According to the Cisco Visual Networking Index: Global Mobile Data Traffic Forecast Update, 2015–2020, video mobile traffic is and will continue to be the fastest
growing type of mobile traffic. Video accounted for 55 percent of all mobile data traffic
last year; Cisco projects that this figure will grow to 75 percent in 2020.

Facebook cited the latter statistic in a Facebook for Business blog post on April 20. The company has
been extensively testing how its users interact with and respond to video – particularly
via mobile – and took the opportunity to advise its business users on how to use video
effectively based on Facebook’s research. This advice boils down to five words: Video
and mobile are inseparable.

“The best way to ensure video creative works in the mobile-feed environment is to build
with mobile in mind from the start,” reads Facebook’s blog. “When you don’t have the
opportunity to start from scratch on mobile video assets, cutting, editing and reworking
long-form video ads can be a fast and effective way to create video ads for the mobile-
feed.”

Facebook’s mobile video data indicates that users spend an average of 1.7 seconds on
a piece of content in their News Feed when using a mobile device – as opposed to 2.5
seconds on a desktop, so getting marketers to edit their content down is a priority for
the social network. For months, Facebook has recommended that marketers create
and edit their content such that it creates an instant connection with users. The
company’s blog goes urges using vivid imagery, action scenes, and even recognizable
celebrities – anything to make users want to stop and stay longer than a second or two.
The company further suggests that brands play with zoom and crop features to optimize
their content for a small smartphone screen.

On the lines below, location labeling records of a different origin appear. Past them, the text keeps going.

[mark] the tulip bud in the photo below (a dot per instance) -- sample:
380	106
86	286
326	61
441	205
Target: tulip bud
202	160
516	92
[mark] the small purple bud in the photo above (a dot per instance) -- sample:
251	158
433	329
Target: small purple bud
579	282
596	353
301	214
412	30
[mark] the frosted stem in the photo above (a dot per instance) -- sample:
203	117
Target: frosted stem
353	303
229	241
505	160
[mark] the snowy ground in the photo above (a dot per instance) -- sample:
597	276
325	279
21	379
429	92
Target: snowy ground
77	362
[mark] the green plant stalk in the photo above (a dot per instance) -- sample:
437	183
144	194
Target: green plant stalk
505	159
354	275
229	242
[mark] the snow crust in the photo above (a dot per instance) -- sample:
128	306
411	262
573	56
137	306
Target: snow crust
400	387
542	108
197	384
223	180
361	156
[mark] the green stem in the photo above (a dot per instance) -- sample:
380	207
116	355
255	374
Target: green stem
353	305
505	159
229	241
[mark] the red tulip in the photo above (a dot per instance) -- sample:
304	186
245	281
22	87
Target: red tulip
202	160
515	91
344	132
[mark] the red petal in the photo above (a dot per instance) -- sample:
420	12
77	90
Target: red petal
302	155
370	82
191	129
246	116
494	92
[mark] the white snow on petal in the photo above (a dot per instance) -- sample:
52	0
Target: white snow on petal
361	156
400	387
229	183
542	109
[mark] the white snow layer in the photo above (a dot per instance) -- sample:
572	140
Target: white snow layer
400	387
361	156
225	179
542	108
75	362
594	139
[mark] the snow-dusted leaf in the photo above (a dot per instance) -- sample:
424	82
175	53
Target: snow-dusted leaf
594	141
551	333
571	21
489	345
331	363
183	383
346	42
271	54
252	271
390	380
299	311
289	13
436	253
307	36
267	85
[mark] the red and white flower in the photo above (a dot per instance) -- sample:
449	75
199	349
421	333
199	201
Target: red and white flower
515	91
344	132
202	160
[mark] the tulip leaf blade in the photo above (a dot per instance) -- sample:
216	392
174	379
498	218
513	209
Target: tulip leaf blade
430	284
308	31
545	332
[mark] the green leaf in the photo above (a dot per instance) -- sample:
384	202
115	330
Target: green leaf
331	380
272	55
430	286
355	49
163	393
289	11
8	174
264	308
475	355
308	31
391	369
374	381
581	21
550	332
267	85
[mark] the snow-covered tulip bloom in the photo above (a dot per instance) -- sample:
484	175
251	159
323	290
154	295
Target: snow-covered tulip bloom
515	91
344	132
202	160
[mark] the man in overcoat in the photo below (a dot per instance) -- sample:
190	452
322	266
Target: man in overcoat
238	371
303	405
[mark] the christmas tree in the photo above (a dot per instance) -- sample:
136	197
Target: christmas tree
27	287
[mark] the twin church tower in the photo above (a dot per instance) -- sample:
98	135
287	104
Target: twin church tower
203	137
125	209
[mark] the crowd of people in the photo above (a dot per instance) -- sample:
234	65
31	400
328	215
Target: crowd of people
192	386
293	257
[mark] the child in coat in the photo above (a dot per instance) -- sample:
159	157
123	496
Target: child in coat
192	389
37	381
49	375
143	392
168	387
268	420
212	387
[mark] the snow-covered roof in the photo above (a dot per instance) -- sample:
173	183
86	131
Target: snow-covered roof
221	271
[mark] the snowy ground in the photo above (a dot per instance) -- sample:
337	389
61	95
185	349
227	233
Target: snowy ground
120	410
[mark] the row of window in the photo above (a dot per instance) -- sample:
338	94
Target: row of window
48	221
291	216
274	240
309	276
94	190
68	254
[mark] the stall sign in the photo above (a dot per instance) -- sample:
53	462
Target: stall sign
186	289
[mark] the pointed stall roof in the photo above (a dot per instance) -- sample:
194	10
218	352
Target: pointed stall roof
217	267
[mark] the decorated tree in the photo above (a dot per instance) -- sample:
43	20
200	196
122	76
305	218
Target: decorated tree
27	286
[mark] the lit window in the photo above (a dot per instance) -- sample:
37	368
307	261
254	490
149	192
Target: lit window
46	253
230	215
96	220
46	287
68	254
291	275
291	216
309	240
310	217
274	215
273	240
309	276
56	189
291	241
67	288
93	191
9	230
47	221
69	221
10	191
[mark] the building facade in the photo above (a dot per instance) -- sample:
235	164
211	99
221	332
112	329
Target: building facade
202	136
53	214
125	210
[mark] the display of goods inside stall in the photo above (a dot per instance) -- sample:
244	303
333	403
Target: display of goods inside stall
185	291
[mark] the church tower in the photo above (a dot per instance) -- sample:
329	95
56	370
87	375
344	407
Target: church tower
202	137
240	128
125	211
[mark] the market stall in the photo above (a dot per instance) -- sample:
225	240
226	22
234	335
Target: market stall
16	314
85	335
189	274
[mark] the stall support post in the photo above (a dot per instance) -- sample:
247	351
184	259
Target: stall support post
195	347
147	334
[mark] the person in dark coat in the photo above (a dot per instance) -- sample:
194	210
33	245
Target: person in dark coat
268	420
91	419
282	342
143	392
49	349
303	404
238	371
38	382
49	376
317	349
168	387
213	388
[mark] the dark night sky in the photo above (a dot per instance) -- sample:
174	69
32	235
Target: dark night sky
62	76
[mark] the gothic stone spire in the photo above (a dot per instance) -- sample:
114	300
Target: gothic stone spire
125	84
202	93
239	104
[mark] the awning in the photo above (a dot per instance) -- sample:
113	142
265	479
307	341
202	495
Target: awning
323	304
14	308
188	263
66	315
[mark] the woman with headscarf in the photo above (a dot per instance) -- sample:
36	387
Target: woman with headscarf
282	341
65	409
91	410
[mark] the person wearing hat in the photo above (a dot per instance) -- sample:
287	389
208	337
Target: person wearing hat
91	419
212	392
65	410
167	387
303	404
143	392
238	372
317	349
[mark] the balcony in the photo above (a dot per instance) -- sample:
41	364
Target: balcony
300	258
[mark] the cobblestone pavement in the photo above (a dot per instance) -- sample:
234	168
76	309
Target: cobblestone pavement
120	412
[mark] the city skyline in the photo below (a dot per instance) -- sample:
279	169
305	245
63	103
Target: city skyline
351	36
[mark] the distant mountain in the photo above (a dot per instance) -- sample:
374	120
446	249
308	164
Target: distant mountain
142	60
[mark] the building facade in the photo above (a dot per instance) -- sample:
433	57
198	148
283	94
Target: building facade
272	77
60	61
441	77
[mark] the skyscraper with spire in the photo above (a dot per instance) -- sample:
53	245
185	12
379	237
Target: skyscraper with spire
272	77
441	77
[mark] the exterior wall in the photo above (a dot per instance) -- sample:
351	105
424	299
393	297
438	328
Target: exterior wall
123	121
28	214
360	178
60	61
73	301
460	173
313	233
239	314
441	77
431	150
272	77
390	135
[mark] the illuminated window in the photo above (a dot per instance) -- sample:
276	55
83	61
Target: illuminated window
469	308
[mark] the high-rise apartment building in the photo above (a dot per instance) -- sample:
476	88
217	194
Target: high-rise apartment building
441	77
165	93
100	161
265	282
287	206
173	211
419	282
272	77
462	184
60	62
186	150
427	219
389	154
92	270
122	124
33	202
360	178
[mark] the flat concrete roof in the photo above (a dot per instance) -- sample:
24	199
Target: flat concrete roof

But perhaps the most important part of this mobile-friendly editing process involves
including captions in video and otherwise making video content accessible and friendly
for those not using sound. Two months ago, the company confirmed what everyone in
the world who is not a digital marketer or web designer has known for years – that users
hate getting ambushed by surprise sound on webpages.

“In mobile-feed environments, people prefer having the choice to opt in to sound,” blogged Facebook (note that that reads “opt in“). “Our
research found that when feed-based mobile video ads play loudly when people aren’t
expecting it, 80% react negatively, both toward the platform and the advertiser.”

Meanwhile, Facebook reports that its own tests have shown a 12-percent average
increase in video view time for captioned video ads. To further help advertisers, the
company announced that it will soon release a tool that will allow advertisers to caption
their ads automatically without having to upload their own or use embedding.

Of course, Facebook is not the only company to recognize the mobile-video connection–and its importance. Twitter has also conducted mobile use studies–and joined their
data with Facebook’s to make video marketing recommendations together in a joint report. Google, meanwhile, has been
advising marketers to “build for mobile” since reporting in 2014 that millennials are twice as likely to be
focused while consuming video content on a smartphone than while watching television;
this means that fewer millennials multitask while watching video on their smartphone
than while watching TV – an important data point for the savvy marketer. Google also found that users were more likely to watch and
share branded content on their smartphone than on a desktop.

Regardless of the platform, however, the constant that remains is that video marketing
and mobile marketing are star-crossed. It remains in Silicon Valley’s interest, therefore,
to continue to actively help advertisers on creating impactful mobile video content–and
it remains in advertisers’ interest to pay attention.